EIF 2015 review: Kavakos & Wang

First published in The Herald on 27 August, 2015

Three Brahms violin sonatas, all in a row, and an encore of more Brahms (the C-minor Scherzo). Not a programme I would want from most musicians, but Leonidas Kavakos and Yuja Wang made it engrossing — a study of Brahms at his most exploratory and unguarded, a feast of rich sonority and glorious melody. These two musicians are splendidly different in looks and sound. She made a costume change during the interval, he did not. As a pianist Wang is athletic and quixotic: she made clear work of the thick Brahmsian textures and unleashed sounds ranging from brash metallic to sultry heavy-pedalling. Sometimes — start of the G-Major Sonata — I wanted more assertiveness from her; other times — close of the D-Minor — her attack was explosively volatile. She was full of surprises.

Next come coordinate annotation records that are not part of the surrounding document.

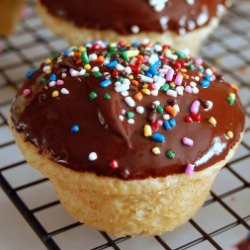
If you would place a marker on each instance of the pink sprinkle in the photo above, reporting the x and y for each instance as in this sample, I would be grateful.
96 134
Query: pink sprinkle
170 74
188 89
195 107
26 92
187 141
160 122
189 169
59 82
123 111
178 79
198 61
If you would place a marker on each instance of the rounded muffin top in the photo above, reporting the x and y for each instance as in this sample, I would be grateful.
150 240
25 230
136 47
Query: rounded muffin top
129 110
128 17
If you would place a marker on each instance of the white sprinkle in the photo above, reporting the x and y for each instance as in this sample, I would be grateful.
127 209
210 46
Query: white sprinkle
130 101
52 83
92 156
135 29
171 92
131 121
166 116
64 75
140 109
64 91
93 57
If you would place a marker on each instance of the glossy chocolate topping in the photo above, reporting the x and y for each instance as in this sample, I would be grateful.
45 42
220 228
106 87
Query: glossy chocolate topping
129 111
127 17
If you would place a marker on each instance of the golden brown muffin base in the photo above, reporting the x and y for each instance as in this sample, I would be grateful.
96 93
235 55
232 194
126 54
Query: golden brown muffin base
76 36
10 13
134 207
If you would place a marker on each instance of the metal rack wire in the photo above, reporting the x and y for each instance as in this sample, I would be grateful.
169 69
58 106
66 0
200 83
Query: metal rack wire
229 49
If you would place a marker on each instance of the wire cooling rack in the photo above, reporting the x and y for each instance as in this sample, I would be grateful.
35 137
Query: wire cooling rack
225 217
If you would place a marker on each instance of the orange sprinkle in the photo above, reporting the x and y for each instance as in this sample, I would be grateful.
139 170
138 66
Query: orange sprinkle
170 110
138 96
135 83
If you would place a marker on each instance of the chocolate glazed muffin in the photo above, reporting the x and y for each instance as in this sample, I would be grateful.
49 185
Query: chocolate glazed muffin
131 135
182 23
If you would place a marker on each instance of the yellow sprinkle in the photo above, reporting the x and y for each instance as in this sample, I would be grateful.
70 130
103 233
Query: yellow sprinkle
81 49
147 130
230 134
156 150
87 66
212 121
145 91
55 93
232 95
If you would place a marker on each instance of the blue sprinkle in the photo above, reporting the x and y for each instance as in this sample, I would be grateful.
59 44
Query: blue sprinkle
52 77
112 64
75 129
30 73
158 137
135 44
153 70
105 83
172 122
208 77
66 52
205 84
167 125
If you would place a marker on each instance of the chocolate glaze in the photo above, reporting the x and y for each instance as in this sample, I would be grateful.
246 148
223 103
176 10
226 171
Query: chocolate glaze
122 15
46 122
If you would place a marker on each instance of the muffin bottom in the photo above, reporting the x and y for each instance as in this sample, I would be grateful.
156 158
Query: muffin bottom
76 36
125 207
10 14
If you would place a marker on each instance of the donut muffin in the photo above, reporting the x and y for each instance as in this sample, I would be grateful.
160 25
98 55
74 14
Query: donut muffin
182 23
10 15
131 135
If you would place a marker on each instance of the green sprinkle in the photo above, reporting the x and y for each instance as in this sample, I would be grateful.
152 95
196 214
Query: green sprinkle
170 154
107 96
97 74
92 95
130 114
165 87
84 57
180 54
41 80
159 109
124 55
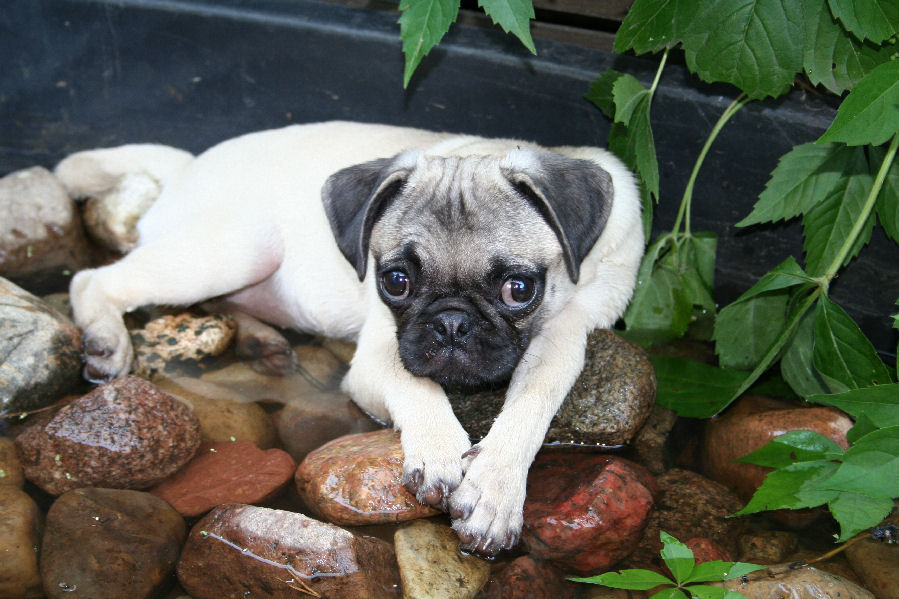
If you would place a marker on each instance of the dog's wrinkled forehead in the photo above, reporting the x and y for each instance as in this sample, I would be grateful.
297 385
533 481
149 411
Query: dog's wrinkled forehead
463 214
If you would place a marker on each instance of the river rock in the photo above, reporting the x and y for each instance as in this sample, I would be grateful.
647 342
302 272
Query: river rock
239 550
41 351
223 414
802 582
606 406
751 423
432 566
585 512
356 479
11 472
20 539
124 434
527 578
179 337
230 472
310 421
110 544
41 237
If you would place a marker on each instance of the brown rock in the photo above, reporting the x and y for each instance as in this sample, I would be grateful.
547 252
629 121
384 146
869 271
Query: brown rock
239 550
230 472
41 351
356 480
110 544
20 537
124 434
606 406
527 578
585 512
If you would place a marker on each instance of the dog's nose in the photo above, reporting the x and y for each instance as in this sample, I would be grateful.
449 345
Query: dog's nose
451 326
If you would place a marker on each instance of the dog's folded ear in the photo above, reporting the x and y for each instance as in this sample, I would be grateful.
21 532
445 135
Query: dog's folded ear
573 195
356 196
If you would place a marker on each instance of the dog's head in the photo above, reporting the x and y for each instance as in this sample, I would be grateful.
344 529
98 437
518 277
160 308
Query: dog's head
470 254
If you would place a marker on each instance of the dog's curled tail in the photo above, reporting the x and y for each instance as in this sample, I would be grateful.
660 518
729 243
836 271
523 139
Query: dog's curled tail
94 172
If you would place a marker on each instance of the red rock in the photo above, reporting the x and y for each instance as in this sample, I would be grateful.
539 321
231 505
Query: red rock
585 512
527 578
126 434
355 479
247 551
230 472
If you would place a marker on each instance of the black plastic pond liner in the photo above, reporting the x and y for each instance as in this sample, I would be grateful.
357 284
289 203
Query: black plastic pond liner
78 74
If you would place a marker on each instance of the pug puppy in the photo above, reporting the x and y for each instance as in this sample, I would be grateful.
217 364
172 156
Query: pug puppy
450 260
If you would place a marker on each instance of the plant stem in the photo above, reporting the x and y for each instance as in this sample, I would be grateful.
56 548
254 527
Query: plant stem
859 223
683 213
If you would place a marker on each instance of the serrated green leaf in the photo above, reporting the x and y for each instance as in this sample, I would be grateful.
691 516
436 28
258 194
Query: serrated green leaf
827 225
783 488
832 57
856 512
870 113
514 16
803 178
794 446
634 579
693 389
753 44
875 20
842 352
423 24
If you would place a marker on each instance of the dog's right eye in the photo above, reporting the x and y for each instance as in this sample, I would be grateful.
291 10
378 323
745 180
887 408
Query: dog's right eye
396 284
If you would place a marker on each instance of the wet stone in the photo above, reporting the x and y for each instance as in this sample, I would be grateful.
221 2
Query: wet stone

Kavakos is endlessly fascinating to watch and hear. He is a deeply unfrivolous musician yet his delivery can seem almost casual. His gaze roamed the hall; he might have been playing for friends in his living room. A violin looks tiny in his hands and, though his technique is immaculate, there’s an ungainliness to the way he moves around the instrument — it’s as though he plays on it, rather than plays it. The sound he makes is not slick or suave or glossy but it is very beautiful in its rough-hewn warmth, husky low register and easy, fluid bowing. To me there’s something of a folk fiddler about him. His Brahms was beguiling, every movement drawn as a natural arc and every gesture totally unmannered. Several young children were in the audience, every bit rapt as the rest of us.